The president, of course, sees this episode very differently. Those who believe America should do much more to stop "the growing danger of genocide" in Syria -- to use a phrase from the U.S. Holocaust Memorial Museum's powerful March 2014 statement on the ongoing tragedy -- should draw on how he himself views the chemical weapons story.
In the president's narrative, it's about keeping his eye on the prize -- a Syria free of these dangerous weapons of mass destruction.
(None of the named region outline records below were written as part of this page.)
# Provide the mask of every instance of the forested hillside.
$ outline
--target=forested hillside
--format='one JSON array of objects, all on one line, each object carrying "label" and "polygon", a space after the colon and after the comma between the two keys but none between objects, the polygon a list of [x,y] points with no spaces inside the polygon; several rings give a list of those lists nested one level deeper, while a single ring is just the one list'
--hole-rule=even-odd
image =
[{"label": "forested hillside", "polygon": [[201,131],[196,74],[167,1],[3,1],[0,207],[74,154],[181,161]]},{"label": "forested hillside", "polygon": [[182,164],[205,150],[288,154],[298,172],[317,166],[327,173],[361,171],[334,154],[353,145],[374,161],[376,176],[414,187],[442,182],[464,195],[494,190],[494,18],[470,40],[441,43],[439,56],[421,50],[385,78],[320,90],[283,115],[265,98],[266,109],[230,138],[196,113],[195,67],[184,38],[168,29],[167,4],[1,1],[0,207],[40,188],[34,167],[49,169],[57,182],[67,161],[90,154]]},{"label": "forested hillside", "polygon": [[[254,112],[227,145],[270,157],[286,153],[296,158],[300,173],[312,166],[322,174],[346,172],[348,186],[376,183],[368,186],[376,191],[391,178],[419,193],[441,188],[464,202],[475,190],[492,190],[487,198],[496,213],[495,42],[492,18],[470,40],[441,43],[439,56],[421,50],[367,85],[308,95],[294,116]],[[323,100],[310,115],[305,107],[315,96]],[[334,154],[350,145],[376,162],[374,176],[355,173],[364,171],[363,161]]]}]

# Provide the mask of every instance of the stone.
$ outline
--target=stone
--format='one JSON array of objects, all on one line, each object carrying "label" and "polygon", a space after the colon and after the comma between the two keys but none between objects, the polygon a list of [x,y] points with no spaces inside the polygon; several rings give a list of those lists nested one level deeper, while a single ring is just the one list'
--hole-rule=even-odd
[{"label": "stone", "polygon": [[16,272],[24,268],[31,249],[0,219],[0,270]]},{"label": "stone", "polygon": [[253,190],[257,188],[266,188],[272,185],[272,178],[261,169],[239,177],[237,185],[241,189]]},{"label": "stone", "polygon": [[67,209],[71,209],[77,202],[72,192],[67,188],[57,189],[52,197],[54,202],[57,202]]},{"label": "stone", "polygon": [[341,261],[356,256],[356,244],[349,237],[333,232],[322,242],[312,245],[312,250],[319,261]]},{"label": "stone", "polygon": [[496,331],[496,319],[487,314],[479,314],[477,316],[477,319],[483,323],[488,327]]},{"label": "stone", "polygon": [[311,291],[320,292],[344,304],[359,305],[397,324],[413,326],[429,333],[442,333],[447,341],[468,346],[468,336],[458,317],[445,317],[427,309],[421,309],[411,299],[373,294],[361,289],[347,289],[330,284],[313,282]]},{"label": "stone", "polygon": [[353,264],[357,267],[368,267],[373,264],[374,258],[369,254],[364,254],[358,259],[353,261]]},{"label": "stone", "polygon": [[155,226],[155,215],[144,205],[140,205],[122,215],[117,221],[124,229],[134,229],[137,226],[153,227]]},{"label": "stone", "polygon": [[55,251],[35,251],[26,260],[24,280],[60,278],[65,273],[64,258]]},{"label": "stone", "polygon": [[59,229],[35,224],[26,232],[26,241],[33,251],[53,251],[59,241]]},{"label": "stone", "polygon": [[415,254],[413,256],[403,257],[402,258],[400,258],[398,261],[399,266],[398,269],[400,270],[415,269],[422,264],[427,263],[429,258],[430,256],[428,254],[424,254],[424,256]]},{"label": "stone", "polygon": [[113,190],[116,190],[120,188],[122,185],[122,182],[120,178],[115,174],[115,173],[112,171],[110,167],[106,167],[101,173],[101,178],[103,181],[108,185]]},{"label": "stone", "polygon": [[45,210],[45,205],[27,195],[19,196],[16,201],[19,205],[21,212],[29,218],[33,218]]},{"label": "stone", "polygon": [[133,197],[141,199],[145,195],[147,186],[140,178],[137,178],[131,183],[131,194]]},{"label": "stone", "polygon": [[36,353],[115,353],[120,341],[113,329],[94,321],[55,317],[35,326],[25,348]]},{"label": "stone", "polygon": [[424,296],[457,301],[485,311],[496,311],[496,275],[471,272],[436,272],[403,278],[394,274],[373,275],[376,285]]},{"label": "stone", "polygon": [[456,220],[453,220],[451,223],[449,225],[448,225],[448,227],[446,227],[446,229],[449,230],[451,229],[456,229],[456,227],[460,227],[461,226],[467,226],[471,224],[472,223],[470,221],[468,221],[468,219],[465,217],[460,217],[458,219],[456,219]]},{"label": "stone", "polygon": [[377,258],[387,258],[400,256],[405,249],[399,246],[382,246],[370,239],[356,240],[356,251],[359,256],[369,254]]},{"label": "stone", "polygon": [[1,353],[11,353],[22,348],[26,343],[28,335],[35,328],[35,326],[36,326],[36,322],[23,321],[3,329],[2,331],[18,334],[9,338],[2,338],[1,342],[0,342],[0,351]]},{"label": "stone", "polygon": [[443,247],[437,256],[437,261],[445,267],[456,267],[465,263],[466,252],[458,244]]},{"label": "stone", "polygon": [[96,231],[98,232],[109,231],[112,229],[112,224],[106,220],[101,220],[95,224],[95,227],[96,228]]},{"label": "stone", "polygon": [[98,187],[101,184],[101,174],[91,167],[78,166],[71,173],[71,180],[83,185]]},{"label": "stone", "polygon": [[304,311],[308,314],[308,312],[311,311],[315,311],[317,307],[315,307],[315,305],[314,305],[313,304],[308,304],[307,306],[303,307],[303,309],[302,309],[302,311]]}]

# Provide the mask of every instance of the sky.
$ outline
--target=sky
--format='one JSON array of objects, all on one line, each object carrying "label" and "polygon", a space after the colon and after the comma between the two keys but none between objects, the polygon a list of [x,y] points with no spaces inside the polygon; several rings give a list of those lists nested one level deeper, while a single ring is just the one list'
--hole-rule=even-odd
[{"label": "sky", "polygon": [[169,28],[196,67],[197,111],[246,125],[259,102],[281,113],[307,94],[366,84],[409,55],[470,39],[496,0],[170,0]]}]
This means not being goaded into an unnecessary and possibly ineffectual use of American power when diplomacy, supported by the credible threat of force, would achieve better results. In this telling, Assad was faced with the potential shock and awe of massive American power; what we thought was "unbelievably small" was, to him, potentially catastrophic. Avoiding that attack was worth giving up the crown jewels of his strategic arsenal. As the president said last September, "In part because of the credible threat of U.S. military force, we now have the opportunity to achieve our objectives through diplomacy."
Few in the Syria policy debate have suggested a reprise of this strategy. This is largely because advocates of deeper involvement dismiss the chemical weapons episode as an example of the president refusing to act, rather than an example of judicious use of American power. Maybe, just maybe, we would fare better in the only court of opinion that matters -- inside the Oval Office -- if we interventionists embraced the chemical weapons episode as the success the president claims it to be.
So, here is my proposal to President Obama:
"Mr. President, thanks to your steely, focused use of American power, millions of Syrians no longer fear chemical weapons in the hands of the brutal Assad regime. The fact that this important goal was achieved without firing a shot or dispatching even one boot on the ground is a signal accomplishment.
"But there's more to do in Syria, and you have shown how it can be done. Without sending a single American soldier to fight on Syrian soil, you have shown how to compel Assad to make major concessions. Now is the time to apply this model to force him to end the barrel-bombing of his citizens and stop starving innocent civilians.
"Specifically, order Assad to end all aerial attacks on his people and to open corridors for the passage of food, medicine and humanitarian relief, Mr. President, and as consequences for failure to comply, threaten that America and its allies will send missiles to destroy Syria's air bases and military headquarters.
"This approach will not require us to put U.S. pilots in harm's way to shoot down every airplane and helicopter in Assad's air force; rather, it will mean using the long arm of U.S. power to deny those aircraft the safety of bases and a source of command and control. In so doing, you will save the lives of millions of Syrians, slow the flood of refugees and give our local partners a chance to fight for the dignity and freedom you say is their right.
"If you did it once, Mr. President, you can do it again."
Robert Satloff is executive director of The Washington Institute.